Christina Stead: A web of friendship, selected letters (1928–1973)
Miegunyah Press, $32.99 pb, 552 pp, 9780522862041
Christina Stead: A web of friendship, selected letters (1928–1973) edited by Ron Geering
In her novel Jacob’s Room (1922), Virginia Woolf wrote: ‘For centuries the writing-desk has contained sheets fit precisely for the communication of friends. Masters of language have turned from the sheet that endures to the sheet that perishes ... and addressed themselves to the task of reaching, touching, penetrating the individual heart.’
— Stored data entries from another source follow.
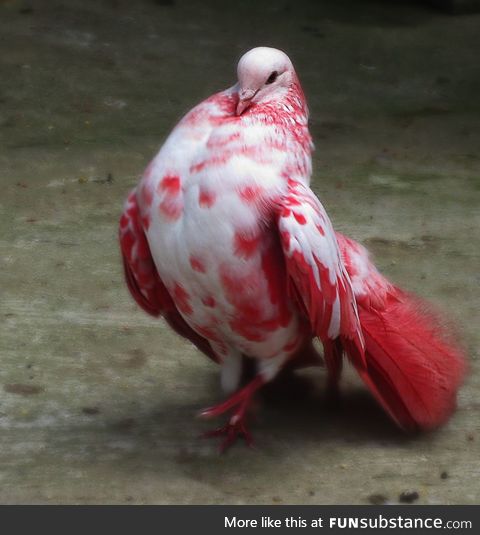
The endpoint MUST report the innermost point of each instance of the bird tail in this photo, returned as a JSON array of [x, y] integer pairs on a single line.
[[413, 365]]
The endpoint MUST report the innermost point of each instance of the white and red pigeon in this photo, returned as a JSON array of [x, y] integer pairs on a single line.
[[224, 238]]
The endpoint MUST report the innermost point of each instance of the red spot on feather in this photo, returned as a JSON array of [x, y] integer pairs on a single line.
[[245, 246], [206, 199], [197, 265], [170, 184]]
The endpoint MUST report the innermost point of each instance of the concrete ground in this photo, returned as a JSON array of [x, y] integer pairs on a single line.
[[97, 400]]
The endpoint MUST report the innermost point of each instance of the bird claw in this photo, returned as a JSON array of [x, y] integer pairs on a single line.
[[233, 429]]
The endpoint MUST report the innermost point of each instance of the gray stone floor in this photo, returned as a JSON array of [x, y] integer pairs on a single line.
[[97, 400]]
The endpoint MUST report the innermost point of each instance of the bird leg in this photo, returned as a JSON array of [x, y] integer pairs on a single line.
[[236, 426]]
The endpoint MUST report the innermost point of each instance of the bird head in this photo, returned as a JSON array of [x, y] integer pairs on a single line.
[[263, 73]]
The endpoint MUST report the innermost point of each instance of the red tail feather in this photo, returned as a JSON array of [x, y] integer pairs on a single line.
[[412, 367]]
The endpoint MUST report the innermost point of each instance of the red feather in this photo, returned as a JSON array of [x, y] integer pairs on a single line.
[[413, 367]]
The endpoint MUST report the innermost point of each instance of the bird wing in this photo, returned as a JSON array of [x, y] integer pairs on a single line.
[[317, 275], [143, 279], [370, 287]]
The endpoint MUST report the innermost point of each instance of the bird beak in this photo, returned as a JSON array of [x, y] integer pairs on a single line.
[[244, 99]]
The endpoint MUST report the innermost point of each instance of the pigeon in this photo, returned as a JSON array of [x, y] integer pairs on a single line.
[[224, 238]]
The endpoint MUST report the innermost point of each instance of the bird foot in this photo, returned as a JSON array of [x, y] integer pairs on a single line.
[[236, 427], [231, 431]]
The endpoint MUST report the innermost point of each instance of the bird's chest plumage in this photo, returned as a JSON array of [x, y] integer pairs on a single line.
[[208, 203]]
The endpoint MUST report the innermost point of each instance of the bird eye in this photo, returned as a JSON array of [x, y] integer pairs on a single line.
[[271, 78]]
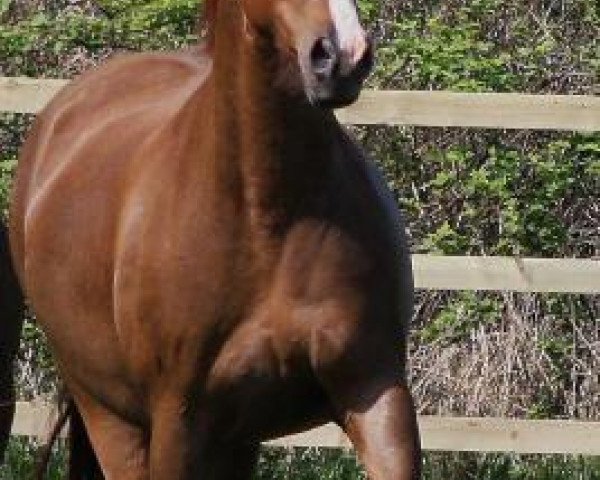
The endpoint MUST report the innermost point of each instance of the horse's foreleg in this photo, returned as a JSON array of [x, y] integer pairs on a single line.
[[233, 461], [11, 320], [385, 435]]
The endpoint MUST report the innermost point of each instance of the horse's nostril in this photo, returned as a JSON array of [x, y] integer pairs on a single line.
[[323, 57]]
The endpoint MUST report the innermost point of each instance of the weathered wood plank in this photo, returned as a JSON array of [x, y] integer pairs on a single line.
[[420, 108], [27, 95], [479, 110], [506, 273], [479, 435], [437, 433]]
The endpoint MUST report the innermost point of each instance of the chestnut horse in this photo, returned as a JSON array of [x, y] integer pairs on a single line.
[[214, 260]]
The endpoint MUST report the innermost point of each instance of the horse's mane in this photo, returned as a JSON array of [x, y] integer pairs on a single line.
[[207, 21]]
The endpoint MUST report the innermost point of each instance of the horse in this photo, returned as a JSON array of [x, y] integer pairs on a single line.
[[214, 260], [11, 319]]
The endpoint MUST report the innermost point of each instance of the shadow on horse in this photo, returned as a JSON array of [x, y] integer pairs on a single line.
[[214, 260]]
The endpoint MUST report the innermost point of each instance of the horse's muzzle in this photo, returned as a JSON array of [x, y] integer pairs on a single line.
[[338, 74]]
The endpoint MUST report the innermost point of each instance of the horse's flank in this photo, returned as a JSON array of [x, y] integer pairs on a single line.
[[223, 259]]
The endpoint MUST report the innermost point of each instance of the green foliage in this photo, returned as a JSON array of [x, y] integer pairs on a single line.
[[326, 464], [20, 461], [36, 46], [463, 313]]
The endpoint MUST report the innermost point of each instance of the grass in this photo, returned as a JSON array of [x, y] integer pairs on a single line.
[[326, 464]]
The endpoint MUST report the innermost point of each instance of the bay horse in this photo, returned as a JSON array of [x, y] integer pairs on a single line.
[[213, 259]]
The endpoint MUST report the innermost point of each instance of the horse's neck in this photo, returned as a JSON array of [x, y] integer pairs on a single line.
[[274, 150], [276, 144]]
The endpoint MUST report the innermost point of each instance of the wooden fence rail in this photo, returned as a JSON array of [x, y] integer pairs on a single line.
[[437, 433], [433, 109]]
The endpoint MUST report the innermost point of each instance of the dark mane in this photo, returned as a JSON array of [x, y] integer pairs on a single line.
[[208, 13]]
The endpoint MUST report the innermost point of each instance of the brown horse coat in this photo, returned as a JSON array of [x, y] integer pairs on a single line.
[[214, 260]]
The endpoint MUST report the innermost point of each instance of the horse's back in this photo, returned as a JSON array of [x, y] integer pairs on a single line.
[[75, 169], [88, 134]]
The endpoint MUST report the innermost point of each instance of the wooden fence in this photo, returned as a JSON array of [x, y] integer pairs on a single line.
[[434, 109]]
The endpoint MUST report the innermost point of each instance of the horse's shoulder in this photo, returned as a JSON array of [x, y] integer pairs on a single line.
[[360, 168], [132, 82]]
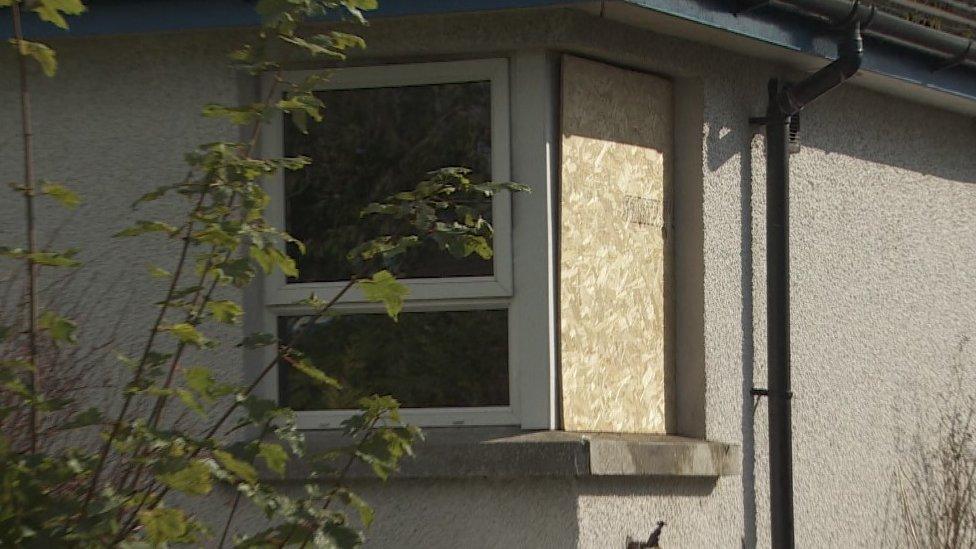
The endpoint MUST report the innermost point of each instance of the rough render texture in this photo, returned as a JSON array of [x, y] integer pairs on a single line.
[[616, 151], [884, 192]]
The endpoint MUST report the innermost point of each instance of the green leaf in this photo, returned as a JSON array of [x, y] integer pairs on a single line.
[[91, 416], [186, 333], [194, 479], [164, 525], [41, 53], [51, 259], [366, 513], [241, 469], [51, 10], [200, 379], [225, 311], [235, 115], [274, 456], [305, 367], [65, 196], [384, 288], [59, 328], [187, 398]]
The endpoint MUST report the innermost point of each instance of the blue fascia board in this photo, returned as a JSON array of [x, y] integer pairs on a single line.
[[113, 17], [772, 26], [800, 34]]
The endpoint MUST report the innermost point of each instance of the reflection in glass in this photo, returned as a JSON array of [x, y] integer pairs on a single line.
[[373, 143], [425, 359]]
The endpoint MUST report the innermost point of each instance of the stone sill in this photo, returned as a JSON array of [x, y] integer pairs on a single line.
[[507, 453]]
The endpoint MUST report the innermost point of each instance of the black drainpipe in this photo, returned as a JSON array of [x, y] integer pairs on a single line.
[[785, 102]]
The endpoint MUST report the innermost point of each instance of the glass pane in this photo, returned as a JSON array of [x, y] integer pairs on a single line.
[[373, 143], [430, 359]]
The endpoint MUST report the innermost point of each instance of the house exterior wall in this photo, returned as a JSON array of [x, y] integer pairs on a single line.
[[883, 202]]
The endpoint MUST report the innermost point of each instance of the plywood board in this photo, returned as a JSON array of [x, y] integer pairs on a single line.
[[617, 131]]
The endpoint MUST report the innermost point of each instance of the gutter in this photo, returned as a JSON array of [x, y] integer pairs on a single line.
[[955, 50]]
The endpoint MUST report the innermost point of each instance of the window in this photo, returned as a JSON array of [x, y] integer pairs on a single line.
[[384, 128]]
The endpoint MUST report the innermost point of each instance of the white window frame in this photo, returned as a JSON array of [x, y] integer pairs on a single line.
[[426, 294]]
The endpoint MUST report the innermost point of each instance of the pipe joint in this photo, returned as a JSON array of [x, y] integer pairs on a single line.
[[850, 52]]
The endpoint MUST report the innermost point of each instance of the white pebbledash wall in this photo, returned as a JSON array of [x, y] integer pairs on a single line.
[[884, 255]]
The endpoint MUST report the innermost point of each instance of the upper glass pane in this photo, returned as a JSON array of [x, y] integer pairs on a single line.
[[425, 359], [373, 143]]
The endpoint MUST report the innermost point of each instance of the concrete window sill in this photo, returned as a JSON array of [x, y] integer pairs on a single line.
[[507, 453]]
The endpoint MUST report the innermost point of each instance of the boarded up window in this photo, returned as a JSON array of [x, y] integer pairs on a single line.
[[617, 132]]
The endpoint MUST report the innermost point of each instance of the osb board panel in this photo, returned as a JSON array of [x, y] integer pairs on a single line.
[[616, 148]]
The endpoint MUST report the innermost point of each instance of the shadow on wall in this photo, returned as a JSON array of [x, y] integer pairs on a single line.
[[723, 144]]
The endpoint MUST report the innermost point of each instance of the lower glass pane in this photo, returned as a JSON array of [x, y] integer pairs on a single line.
[[424, 360]]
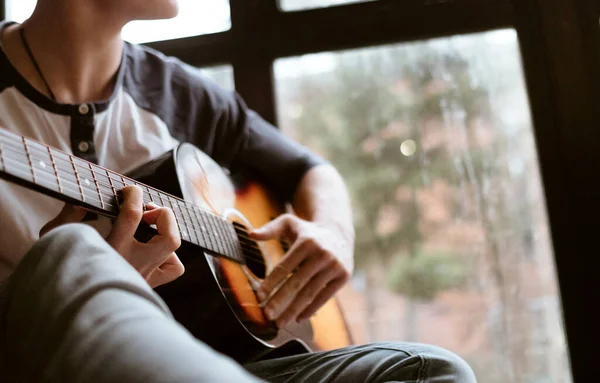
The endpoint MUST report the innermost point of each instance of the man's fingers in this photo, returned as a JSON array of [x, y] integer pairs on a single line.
[[130, 215], [170, 270], [286, 295], [299, 251], [168, 237], [322, 298], [284, 226], [68, 214]]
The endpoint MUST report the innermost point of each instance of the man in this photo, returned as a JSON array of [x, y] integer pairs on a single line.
[[79, 306]]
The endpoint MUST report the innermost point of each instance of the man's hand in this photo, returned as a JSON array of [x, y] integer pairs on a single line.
[[318, 263], [155, 260]]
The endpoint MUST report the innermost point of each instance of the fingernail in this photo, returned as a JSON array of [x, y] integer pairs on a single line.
[[269, 313]]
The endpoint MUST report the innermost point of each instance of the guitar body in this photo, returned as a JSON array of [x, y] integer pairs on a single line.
[[215, 298]]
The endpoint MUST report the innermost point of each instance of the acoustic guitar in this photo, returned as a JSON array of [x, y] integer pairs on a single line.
[[215, 298]]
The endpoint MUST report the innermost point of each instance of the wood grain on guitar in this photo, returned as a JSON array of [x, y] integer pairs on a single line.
[[215, 299]]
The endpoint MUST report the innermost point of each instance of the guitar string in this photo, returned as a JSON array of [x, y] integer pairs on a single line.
[[86, 169], [49, 173], [36, 173], [251, 251], [96, 190]]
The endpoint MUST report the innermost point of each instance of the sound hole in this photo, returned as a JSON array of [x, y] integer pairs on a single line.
[[252, 253]]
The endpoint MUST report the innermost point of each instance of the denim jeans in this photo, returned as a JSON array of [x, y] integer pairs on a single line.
[[75, 311]]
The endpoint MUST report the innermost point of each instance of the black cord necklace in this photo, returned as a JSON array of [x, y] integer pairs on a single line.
[[34, 62]]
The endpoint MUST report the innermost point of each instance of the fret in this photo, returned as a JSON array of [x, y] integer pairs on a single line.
[[215, 233], [170, 204], [106, 189], [224, 239], [2, 166], [15, 161], [29, 159], [68, 180], [162, 202], [191, 227], [206, 232], [200, 224], [102, 205], [59, 183], [231, 237], [183, 227], [77, 178], [150, 194], [40, 163], [112, 186]]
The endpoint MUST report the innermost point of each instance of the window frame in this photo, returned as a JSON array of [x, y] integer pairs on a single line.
[[559, 43]]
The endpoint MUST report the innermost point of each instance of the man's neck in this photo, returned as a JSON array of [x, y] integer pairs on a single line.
[[77, 50]]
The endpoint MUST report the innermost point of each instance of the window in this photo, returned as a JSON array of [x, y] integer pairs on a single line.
[[222, 75], [196, 17], [296, 5], [435, 142]]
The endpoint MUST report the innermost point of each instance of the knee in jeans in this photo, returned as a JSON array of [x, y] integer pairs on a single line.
[[446, 366], [61, 242]]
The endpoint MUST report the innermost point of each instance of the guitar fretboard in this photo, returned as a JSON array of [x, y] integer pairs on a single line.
[[72, 179]]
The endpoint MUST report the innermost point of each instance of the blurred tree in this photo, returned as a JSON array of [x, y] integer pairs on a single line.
[[395, 121]]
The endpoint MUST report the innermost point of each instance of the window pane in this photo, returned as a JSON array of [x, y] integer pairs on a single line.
[[196, 17], [435, 142], [296, 5], [222, 75]]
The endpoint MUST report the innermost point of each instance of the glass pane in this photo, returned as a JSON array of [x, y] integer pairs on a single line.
[[196, 17], [435, 142], [222, 75], [296, 5]]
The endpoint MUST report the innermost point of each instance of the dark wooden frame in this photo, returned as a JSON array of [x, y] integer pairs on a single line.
[[559, 45]]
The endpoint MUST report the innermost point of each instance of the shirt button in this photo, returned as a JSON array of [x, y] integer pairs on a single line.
[[83, 146], [84, 109]]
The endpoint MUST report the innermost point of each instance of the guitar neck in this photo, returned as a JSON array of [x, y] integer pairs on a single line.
[[73, 180]]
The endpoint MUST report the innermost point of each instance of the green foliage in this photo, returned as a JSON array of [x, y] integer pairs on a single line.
[[425, 275]]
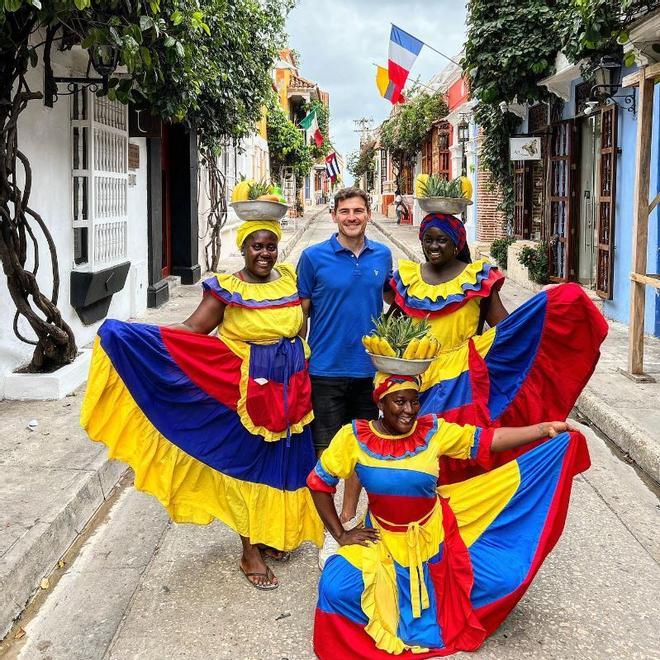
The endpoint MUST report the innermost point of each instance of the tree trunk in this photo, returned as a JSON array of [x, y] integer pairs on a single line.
[[54, 344]]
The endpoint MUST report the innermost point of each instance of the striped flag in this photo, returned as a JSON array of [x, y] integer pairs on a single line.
[[404, 49], [332, 166], [386, 86], [311, 125]]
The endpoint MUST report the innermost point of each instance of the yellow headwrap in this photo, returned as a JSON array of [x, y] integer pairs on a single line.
[[251, 226], [385, 384]]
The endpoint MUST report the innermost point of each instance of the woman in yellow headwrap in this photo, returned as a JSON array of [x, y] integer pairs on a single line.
[[218, 426], [434, 570]]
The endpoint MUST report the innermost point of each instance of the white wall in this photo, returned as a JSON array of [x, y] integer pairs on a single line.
[[250, 159], [45, 137]]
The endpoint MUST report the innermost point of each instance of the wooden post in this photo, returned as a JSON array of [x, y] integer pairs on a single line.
[[640, 225]]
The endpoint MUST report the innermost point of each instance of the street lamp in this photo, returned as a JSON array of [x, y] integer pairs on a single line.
[[607, 77], [463, 134], [103, 58]]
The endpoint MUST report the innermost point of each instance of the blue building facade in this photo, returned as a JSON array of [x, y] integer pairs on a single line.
[[580, 166]]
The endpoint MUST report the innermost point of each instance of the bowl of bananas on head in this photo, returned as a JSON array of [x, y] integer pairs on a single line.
[[401, 345]]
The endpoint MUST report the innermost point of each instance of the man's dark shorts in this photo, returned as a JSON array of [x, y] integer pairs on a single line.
[[338, 401]]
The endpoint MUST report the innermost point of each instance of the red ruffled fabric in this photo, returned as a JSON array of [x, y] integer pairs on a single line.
[[493, 282], [383, 447]]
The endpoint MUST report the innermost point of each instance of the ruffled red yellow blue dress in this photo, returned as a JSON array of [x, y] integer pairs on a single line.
[[452, 561], [215, 426], [529, 368]]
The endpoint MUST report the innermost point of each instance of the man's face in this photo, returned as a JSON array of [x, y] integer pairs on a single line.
[[351, 216]]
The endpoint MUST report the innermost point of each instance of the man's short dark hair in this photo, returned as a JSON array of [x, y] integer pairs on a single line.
[[347, 193]]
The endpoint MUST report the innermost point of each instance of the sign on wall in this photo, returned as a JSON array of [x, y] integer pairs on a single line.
[[525, 148]]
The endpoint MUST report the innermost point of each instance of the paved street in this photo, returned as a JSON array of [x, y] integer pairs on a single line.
[[139, 586]]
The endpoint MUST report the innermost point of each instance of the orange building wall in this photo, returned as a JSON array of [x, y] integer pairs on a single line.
[[457, 94]]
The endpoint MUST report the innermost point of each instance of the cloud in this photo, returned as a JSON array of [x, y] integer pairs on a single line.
[[339, 41]]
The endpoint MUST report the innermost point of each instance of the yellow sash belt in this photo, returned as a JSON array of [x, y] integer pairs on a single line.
[[415, 533]]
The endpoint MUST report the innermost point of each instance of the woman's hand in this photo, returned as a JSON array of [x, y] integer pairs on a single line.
[[553, 429], [506, 438], [359, 536]]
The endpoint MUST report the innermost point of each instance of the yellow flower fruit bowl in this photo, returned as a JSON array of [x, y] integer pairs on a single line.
[[399, 366], [259, 209], [449, 205]]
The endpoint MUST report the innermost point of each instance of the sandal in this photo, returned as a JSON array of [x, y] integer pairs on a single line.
[[274, 554], [263, 587]]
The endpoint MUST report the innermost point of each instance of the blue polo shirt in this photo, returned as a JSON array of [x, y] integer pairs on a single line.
[[346, 292]]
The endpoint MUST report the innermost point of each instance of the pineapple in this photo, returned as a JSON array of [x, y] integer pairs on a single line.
[[258, 188], [436, 186], [398, 332]]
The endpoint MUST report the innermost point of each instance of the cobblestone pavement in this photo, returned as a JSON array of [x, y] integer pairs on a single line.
[[139, 586]]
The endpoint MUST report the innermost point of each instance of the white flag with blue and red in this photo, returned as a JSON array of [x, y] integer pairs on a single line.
[[404, 49]]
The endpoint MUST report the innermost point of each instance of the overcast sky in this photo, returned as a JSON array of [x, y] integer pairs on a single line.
[[338, 40]]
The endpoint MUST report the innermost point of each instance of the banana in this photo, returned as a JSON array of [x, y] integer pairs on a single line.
[[434, 346], [241, 191], [411, 349], [420, 184], [423, 348], [385, 348]]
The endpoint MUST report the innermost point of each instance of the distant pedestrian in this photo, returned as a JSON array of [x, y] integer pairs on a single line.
[[342, 283], [400, 207]]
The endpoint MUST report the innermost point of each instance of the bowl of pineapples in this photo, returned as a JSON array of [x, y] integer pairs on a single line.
[[258, 200], [401, 345], [438, 195]]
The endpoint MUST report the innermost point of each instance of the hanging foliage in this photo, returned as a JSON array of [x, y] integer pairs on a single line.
[[405, 130], [362, 163], [512, 44], [206, 63], [286, 145]]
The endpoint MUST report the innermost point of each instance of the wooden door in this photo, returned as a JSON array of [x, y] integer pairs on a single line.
[[606, 202], [522, 199], [166, 201], [561, 186]]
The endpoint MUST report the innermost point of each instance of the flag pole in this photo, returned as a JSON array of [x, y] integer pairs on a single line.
[[431, 47]]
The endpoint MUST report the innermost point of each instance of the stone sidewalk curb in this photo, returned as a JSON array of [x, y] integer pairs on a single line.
[[631, 439], [36, 554], [623, 432]]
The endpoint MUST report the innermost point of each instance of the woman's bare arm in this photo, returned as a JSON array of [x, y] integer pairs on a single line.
[[512, 437], [205, 318], [496, 311]]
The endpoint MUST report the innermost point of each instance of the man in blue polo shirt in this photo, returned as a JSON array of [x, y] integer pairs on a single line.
[[343, 282]]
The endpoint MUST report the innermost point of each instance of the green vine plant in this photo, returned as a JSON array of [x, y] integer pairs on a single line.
[[286, 144], [405, 130], [535, 259], [499, 250], [205, 63], [362, 163], [512, 44]]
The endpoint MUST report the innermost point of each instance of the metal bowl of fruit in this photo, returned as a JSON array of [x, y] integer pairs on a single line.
[[438, 195], [399, 366], [260, 209], [401, 345], [449, 205]]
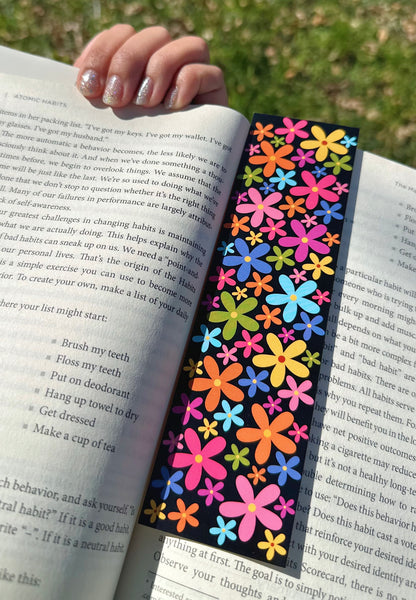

Christina Stead’s desk contained not only sheets of typing paper but also ‘a stack of airletters’ which she used to reach out to relatives, friends, and acquaintances in distant countries. The first letters reproduced in A Web of Friendship were written in 1928, soon after she arrived in England. It was then that she met Bill Blake, who was to be her companion for almost forty years. The volume ends in 1973, a few years after Blake died and shortly before Stead returned to Australia. In 1964 she wrote, ‘I have lived in so many places, met so many people and lived in other people’s worlds.’ Her letters document her friendships with many of those people and her observations of places ranging from Paris, New York, and London to Santa Fe, Canberra, and Lausanne.